Fisher’s ingenious idea was to randomly mix up the allocation of fertilizer to field. So, if he had 10 fields, he would randomly allocate Fertilizer A and Fertilizer B between them. By using this procedure, if there were any differences between the fields, they would not systematically influence the crop yield associated with either fertilizer.
Also, Fisher was not prepared to accept the results of just one experiment (Healy, 2012). He reasoned that if the same experiment was repeated 20 times and, on at least 19 of those times the field that was fed with Fertilizer A produced more grain than the field receiving Fertilizer B, then it would be reasonable to conclude that Fertilizer A was indeed a better fertilizer than Fertilizer B in terms of crop yield.
The idea of having a standard for a particular result being repeated a specified number of times forms the basis of statistical significance. Testing for statistical significance in this fertilizer example begins with the assumption that there is no difference in impact on crop yield between the two fertilizing agents. Suppose in one experiment there is a difference of 15 units of crop yield between Fertilizer A and Fertilizer B. Should we conclude that Fertilizer A is better? Or, could it be that the soil in the field upon which Fertilizer A was sprinkled was already more enriched than the field to which Fertilizer B was scattered. If it is unlikely that this result would occur just by luck or chance or nature’s whim, then we conclude that it is a statistically significant result indicating that there is an actual difference between the fertilizers.
Randomization and statistical significance are two of the fundamental ingredients of the research methodology known as the Randomized Controlled Trial (RCT) which is widely regarded as a “gold standard” of evidence (Healy, 2012). From this perspective, the results obtained through an RCT are considered to be more noteworthy and more believable or dependable than results obtained by other means. It is now increasingly recognised, however, that the idea of a hierarchy of evidence is “fundamentally wrong” (Jadad & Enkin, 2007, p. 106). The “best evidence” is obtained in any particular situation by matching an appropriate methodology to a well-articulated and meaningful research question.
An RCT is simply a research tool and, as a tool, it can be used in a variety of ways. Unfortunately, the idea of a hierarchy of evidence seems to be hypnotically seductive for many people and powerfully useful for the drug companies. In order to get a drug to market, regulators in the US such as the Food and Drug Administration (FDA) and also in Europe, only require the drug companies to produce two RCTs with statistically significant positive results (Healy, 2012). Perhaps this very low standard has contributed to the fact that RCTs can be much more useful as marketing tools for drug companies than for discovering new and useful ways for people to live healthy and meaningful lives.

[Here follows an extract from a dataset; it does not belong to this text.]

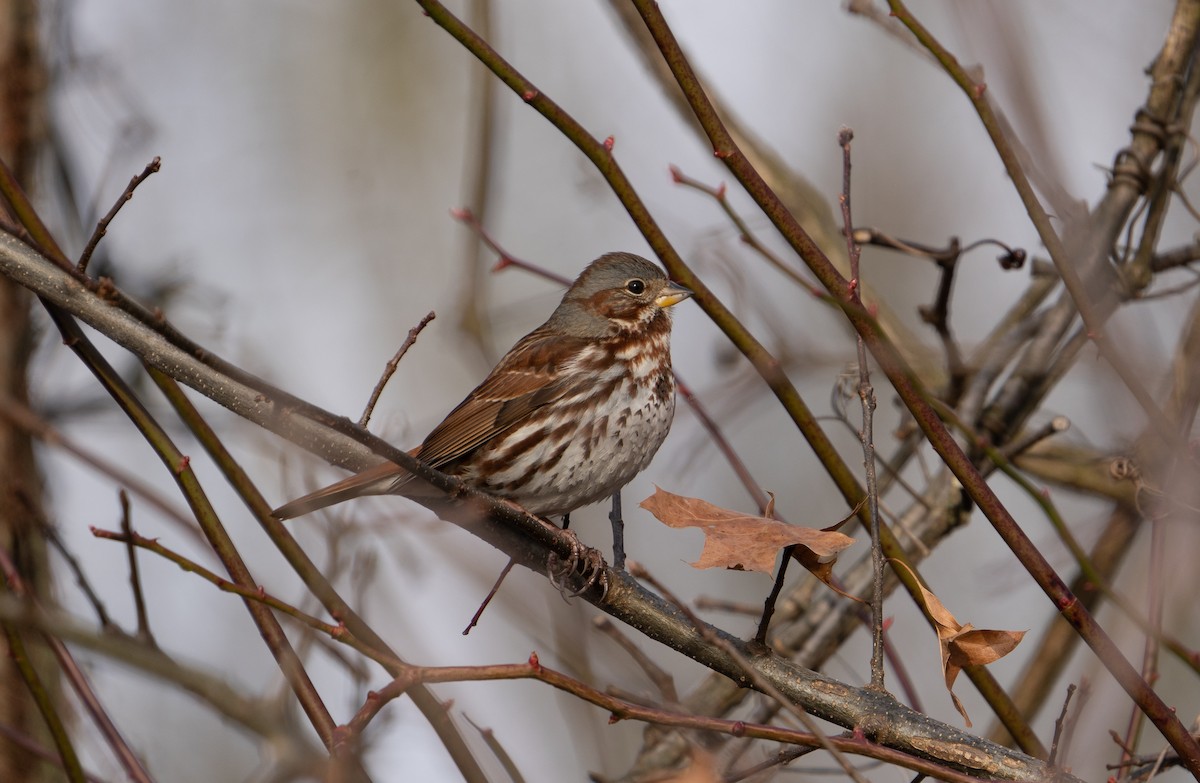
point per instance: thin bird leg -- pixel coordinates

Why should two RCTs with statistically significant positive results be considered a low standard? Partly because of the nature of statistical significance and partly because a standard such as this makes no comment about how many RCTs there might have been that showed a negative result.

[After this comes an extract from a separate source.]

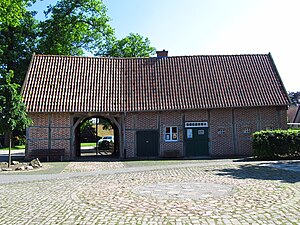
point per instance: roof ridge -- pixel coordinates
(151, 57)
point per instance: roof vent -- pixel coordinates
(162, 54)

Gotzsche (2013) illustrates just how fickle statistical significance can be. He describes an example in which 200 people received an active drug and were compared with 200 people who received a placebo. If 121 people in the drug group improved but only 100 people in the placebo group improved, the probability of obtaining a difference of 21 or greater if the treatment and the placebo were really having a similar effect is 0.04. In this case, then, the researchers could claim that this is a statistically significant result because the probability value is less than the conventional standard of 0.05.
If the numbers were only slightly different, however, the opposite result would be obtained (Gotzsche, 2013). So, if 119 people in the drug group improved compared with 100 people in the placebo group, the probability of this result is now 0.07 so it would not be considered to be statistically significant because it is greater than 0.05. A difference of only two people out of 400, therefore, can be the difference between a statistically significant result and a non-significant result.

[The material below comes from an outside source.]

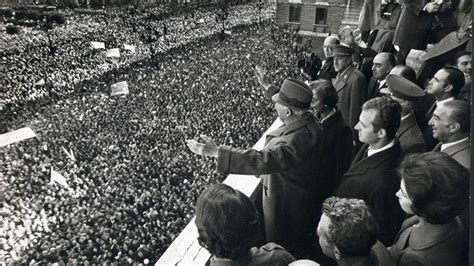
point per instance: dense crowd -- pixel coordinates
(133, 183)
(61, 58)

In an experiment, the size of the effect, the number of participants, and statistical significance are all related. This means that as long as the effect is not zero, increasing the number of participants in a study will virtually guarantee that statistical significance is achieved. It may be this particular relationship between treatment effect, sample size, and statistical significance that led Healy (2012) to conclude that “the greater the number of people needed in a trial, the more closely the treatment resembles snake oil – which contains omega-3 fatty acids and can be shown in controlled trials to have benefits if sufficiently large numbers of people are recruited” (p. 68).
The standard of only requiring two positive results allows drug companies to mask adverse outcomes. This means that while the difference on a rating scale may be statistically significant, the number of deaths or other serious adverse events might not be (Healy, 2012). While it is likely to be relatively straightforward to tell whether one field of wheat produces more grain than another field of wheat, it can be much more ambiguous to decide whether one group of people are healthier than another group of people after receiving some treatment for their psychological turmoil.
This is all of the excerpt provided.